Previous studies [21] on South Korean adults have shown that HPI is associated with cardiovascular risk factors, particularly levels of triglycerides, HDL-cholesterol, and apolipoproteins, independent of the presence of peptic ulcers. A study from India [22] reported that HPI and diabetes exacerbated glucose tolerance and CHD development. The colonization of CagA-positive HP does not seem to be an independent risk factor for severe CHD [27]. Previous studies provided evidence that HPI stimulates a cascade of inflammation, and subsequent immune responses include cellular and humoral immunity between T and B lymphocytes [24, 25], even bacterial colonization, persistence, virulence, and resulting innate and adaptive immunity play a crucial role in HP-related disease [26, 27]. However, HPI may influence atherogenesis through low-grade, persistent inflammatory stimulation [28] and is significantly associated with risk of short-term adverse outcomes [29]. The reduction in restenosis of coronary vessels after HP eradication could be interpreted as evidence of the involvement of an HP inflammatory process. Kowalski et al. stated that HP-eradication therapy may prolong the hospitalization-free period for patients with recurrent chest pain [30, 31]. Taiwan and other developing and underdeveloped countries [32, 33] have a high prevalence of HPI; thus, the eradication of HPI may reduce the emerging burden of CVD. Investigating more aggressive HPI and treatment for the disease may be necessary. Randomized controlled trials are required to evaluate the role of HP eradication in these patients. PPIs (proton pump inhibitors) have been shown to decrease the antiplatelet effects of clopidogrel ex vivo [34], raising concerns about the cardiovascular safety of this drug combination. Therefore, more caution when using PPIs for HP eradication is necessary.

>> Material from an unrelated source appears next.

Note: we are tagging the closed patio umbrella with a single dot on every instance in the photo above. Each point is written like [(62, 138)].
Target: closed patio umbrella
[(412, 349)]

This study used NHIRD claims data and as such has several limitations. The NHI database does not disclose patients’ personal histories, socioeconomic status, serum laboratory data, smoking status, or inflammatory markers. And the diagnoses of HPI were involved in several different methods, including blood antibody test, stool antigen test, or carbon urea breath test [35]. However, the most reliable protocol for HPI detection is a biopsy check during endoscopy with a rapid urease test, histological examination, and microbial culture which is only one way for requested insurance benefit in the NHIRD of Taiwan. Therefore the investigation of HPI activity or severity might not be accurately determined in claim data. We could not adjust for environmental factors, such as smoking habits, etc. The evidence suggests that smokers have a risk of ACS, which is compatible with the results of other studies [36]. This may account for much of the risk reduction for smoking-related ACS. However, HPI is not directly related to smoking. Data unadjusted for smoking status may reflect this possible relationship more adequately. In several case–control studies for proved association of HPI and ACS, there were less causal relationship evidence for clarification of HPI and ACS. We used the NHIRD to improve the evidence for clinical significance between HPI and ACS [36]. However, we need further approaches to clarify the relationship between different environmental factors, such as drugs, smoking habits and other individual exposed information, to account for the excessive risk for HPI-related ACS after adjustment for common risk factors for ACS. In the future it would be possible to clarify the detailed exposed information and intervening genetic factors of the host by the National Taiwan Biobank [37].

Conclusion

In this study, we determined a significant association between ACS and comorbidities and provide evidence to encourage clinicians to observe ACS-related comorbidities which might improve preventive ACS complications in the HPI population.